Quand un week-end commence mal, il finit rarement bien. Carlos Sainz en a fait l’amère expérience au Mexique. L’Espagnol n’a pas seulement subi sa course ; il l’a passée à collectionner les sanctions. Un cauchemar en plusieurs actes qui a commencé avant même l’extinction des feux, et qui s’est terminé par un abandon frustrant.
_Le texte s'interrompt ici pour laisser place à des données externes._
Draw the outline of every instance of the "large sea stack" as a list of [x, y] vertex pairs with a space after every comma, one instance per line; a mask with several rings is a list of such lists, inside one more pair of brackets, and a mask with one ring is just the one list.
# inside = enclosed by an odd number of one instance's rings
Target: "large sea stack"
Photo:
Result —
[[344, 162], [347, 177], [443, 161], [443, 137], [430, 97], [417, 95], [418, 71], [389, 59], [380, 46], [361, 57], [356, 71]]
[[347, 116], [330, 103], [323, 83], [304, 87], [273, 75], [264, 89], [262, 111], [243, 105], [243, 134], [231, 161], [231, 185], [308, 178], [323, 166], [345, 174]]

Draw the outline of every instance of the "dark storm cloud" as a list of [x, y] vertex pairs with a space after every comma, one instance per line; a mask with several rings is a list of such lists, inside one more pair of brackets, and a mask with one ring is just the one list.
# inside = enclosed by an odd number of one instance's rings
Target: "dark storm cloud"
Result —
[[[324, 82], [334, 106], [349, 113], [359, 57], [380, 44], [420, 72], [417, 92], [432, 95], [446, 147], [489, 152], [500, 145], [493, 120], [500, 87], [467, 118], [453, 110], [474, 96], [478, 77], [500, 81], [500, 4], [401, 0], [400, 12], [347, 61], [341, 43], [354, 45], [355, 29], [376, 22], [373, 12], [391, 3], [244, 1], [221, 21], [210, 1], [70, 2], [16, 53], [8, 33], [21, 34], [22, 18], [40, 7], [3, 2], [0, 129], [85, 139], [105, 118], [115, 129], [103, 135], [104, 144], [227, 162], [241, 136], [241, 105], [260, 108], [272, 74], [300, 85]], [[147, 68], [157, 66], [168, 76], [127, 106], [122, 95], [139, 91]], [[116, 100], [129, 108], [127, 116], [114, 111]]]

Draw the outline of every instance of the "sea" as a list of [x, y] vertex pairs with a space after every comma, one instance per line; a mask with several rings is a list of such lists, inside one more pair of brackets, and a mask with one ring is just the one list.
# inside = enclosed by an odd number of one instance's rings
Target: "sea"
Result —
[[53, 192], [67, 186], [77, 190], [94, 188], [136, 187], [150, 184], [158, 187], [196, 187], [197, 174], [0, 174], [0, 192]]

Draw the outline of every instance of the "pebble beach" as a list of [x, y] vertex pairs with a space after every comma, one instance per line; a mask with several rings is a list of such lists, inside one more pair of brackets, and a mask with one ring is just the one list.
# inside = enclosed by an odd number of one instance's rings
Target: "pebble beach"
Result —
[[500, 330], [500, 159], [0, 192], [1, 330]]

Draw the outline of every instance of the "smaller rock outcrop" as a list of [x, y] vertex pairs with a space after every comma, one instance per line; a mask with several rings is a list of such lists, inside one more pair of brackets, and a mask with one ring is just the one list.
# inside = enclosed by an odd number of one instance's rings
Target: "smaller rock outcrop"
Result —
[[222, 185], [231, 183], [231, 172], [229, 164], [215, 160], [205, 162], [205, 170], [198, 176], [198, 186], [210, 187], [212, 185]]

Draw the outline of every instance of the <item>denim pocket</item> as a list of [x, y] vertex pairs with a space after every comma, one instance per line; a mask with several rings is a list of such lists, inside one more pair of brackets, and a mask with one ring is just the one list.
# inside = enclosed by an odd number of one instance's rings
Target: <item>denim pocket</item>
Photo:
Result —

Le calvaire de Sainz n’a pas débuté au premier virage de Mexico, mais une semaine plus tôt, sur le circuit d’Austin. Jugé responsable d’un accrochage avec Kimi Antonelli (Mercedes) lors du GP des États-Unis, l’Espagnol s’est envolé pour Mexico avec une pénalité de cinq places sur la grille dans ses bagages. Une sanction différée, mais aux conséquences immédiates : qualifié à une honnête septième place, il a dû s’élancer depuis le douzième rang.
Se retrouver dans le ventre mou du peloton au premier freinage à Mexico, c’est jouer à la roulette russe, et Sainz a perdu. Pris dans ce que l’on appelle poliment une “mêlée”, l’Espagnol s’est retrouvé à trois ou quatre voitures de front. Le contact était inévitable. Il est survenu avec Liam Lawson, qui n’a pas caché sa colère, reprochant au pilote Williams un manque de “conscience” de ce qui l’entourait.
Pour Sainz, les conséquences de cet accrochage n’ont pas été un abandon, mais quelque chose de plus insidieux. Le choc a endommagé une jante, et par un effet domino désastreux, a détruit les capteurs de vitesse de la roue. Conséquence directe : le limiteur de vitesse pour la voie des stands était hors service.
La course de Carlos Sainz, déjà compromise par sa position de départ, venait de basculer. Il allait devoir gérer ses passages par les stands au doigt mouillé, à l’instinct, sans l’aide électronique qui garantit de rester sous la limite fatidique des 80 km/h.
La suite est une chronique d’une catastrophe annoncée.
Acte 1 : Le premier arrêt (Tour 18) Sainz rentre aux stands, tente de gérer son freinage et sa vitesse. Il est flashé à 80,2 km/h. Un excès minime, 0,2 km/h au-dessus de la limite, mais suffisant pour la FIA. La sanction tombe : cinq secondes de pénalité.
Acte 2 : Le deuxième arrêt (Tour 46) L’équipe Williams, désormais consciente du problème technique, demande à son pilote de ne pas utiliser le limiteur défaillant, espérant qu’il gère manuellement. Mais en accélérant à la sortie de la pitlane, Sainz se rate. Le radar est impitoyable : 89,8 km/h. Soit 9,8 km/h au-dessus. Pour une seconde infraction, le couperet tombe : un drive-through.
À cet instant, la course de l’Espagnol est définitivement ruinée. Le reste n’est qu’une longue agonie, qui s’achèvera à trois tours de la fin lorsque, poussant sans doute au-delà du raisonnable, il perdra sa Williams dans la section du stade et finira contre le mur.
“C’est dommage, car j’étais vraiment rapide”, confiera-t-il, dépité. “Même avec une stratégie et une voiture compromises, nous étions rapides. Mais il y a eu trop de problèmes.” Classé 17e pour avoir couvert 90% de la distance, Sainz a passé son dimanche à payer les pots cassés : celui d’Austin et celui, bien plus coûteux, du premier virage de Mexico.